State of Folly 3 - How Michael Crichton was wrong: Humans insignificant?

This is the third in a series of posts related to Michael Crichton's State of Fear, which I just read this summer. [previous posts here and here]

On p. 709, one of Crichton's key characters, John Kenner, who he presents as the level-headed, intelligent understander of all things climate, says, after describing the ordinary violence of the earth's weather:
The nasty little apes that call themselves human beings can do nothing except run and hide.  For these same apes to imagine they can stabilize this atmosphere is arrogant beyond belief.  They can't control the climate.
Yet we know that to be undeniably false.  We are, in fact, already controlling the climate.  We've raised it a degree or so Celsius in the last 100 years.  "Unequivocally" according to the best climate science on the planet.  We may not be "controlling" it very well--more like sending it out of control.  The point he was trying to make is that humans are just too small to make any difference to the enormity of the earth's systems.  Wrong.



In fact, we humans are not only affecting the climate, but we've even been affecting the daily weather for quite some time.
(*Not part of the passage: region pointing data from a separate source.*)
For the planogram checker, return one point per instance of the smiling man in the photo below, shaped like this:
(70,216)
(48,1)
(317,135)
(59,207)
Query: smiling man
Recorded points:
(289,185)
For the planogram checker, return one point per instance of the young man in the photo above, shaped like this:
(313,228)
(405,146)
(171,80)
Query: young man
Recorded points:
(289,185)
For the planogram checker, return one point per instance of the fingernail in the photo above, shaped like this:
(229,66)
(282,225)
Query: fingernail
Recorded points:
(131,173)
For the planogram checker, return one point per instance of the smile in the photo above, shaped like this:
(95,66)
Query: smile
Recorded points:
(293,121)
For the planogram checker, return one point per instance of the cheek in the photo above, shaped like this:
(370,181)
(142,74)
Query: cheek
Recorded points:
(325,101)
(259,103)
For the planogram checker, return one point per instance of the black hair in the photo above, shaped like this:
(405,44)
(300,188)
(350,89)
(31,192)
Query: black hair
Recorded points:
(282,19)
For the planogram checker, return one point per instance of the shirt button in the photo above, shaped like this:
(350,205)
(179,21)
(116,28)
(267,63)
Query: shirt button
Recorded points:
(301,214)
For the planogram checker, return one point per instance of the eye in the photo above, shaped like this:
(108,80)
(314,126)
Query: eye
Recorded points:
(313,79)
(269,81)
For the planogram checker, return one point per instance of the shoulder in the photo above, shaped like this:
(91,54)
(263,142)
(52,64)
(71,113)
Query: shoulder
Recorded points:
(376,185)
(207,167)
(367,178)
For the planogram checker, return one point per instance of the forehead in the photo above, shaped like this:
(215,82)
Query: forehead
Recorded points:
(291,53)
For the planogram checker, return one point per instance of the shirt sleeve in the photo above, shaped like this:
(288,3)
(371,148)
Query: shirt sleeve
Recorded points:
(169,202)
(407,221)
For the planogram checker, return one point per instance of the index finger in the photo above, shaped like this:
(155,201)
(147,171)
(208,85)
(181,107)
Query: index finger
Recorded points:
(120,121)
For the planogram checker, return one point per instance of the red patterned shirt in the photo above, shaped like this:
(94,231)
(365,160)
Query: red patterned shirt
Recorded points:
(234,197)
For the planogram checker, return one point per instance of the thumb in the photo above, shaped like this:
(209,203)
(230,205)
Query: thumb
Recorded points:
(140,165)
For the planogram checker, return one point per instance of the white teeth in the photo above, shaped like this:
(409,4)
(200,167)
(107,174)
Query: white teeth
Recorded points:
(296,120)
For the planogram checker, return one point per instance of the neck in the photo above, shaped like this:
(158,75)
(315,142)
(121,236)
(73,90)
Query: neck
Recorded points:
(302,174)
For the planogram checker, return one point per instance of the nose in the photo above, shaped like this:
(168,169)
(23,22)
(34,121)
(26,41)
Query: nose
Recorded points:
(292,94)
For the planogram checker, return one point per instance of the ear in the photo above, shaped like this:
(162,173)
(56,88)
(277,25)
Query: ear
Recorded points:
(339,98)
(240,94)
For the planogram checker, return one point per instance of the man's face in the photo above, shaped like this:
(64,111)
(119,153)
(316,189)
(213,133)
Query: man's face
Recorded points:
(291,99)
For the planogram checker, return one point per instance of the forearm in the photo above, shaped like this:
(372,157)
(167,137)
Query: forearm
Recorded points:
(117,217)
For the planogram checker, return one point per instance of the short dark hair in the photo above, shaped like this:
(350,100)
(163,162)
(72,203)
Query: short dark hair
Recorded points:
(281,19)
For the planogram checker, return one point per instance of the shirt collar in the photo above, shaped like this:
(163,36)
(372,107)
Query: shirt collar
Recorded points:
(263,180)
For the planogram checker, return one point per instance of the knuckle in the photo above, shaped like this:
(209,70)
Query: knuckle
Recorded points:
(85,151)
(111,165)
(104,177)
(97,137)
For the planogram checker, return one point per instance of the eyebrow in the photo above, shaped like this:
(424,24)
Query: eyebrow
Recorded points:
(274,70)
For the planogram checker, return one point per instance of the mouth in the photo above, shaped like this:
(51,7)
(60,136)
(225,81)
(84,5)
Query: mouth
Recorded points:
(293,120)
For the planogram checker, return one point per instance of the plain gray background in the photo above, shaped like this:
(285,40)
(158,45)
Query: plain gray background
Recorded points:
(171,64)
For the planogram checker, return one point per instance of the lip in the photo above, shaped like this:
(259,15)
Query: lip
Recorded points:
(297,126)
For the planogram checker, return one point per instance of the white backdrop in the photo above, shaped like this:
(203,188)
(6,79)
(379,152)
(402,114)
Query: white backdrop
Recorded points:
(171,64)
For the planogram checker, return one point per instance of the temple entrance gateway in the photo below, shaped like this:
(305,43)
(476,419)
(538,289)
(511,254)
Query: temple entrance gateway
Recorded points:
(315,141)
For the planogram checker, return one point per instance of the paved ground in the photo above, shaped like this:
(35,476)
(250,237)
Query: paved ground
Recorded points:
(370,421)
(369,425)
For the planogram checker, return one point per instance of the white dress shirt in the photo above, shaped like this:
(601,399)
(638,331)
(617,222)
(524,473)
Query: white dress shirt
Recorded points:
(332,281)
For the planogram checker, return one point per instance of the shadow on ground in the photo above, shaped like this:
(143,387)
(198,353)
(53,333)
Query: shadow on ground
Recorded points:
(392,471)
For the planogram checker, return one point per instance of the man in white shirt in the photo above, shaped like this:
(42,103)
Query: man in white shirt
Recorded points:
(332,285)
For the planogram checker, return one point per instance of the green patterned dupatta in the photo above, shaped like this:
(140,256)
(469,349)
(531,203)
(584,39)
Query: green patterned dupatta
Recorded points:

A 1998 study by ASU climatologists Cerveny and Balling showed that it rains more on the weekends on the East Coast.  Since a 7-day week is a human contrivance, the only explanation is that it's human influenced.  (Most likely caused by pollution in the air, which varies according to the work week.)

So we "apes" are affecting the climate AND the weather.  Crichton may be right that we will be unable to stabilize this atmosphere, but we sure better stop destabilizing it faster and faster.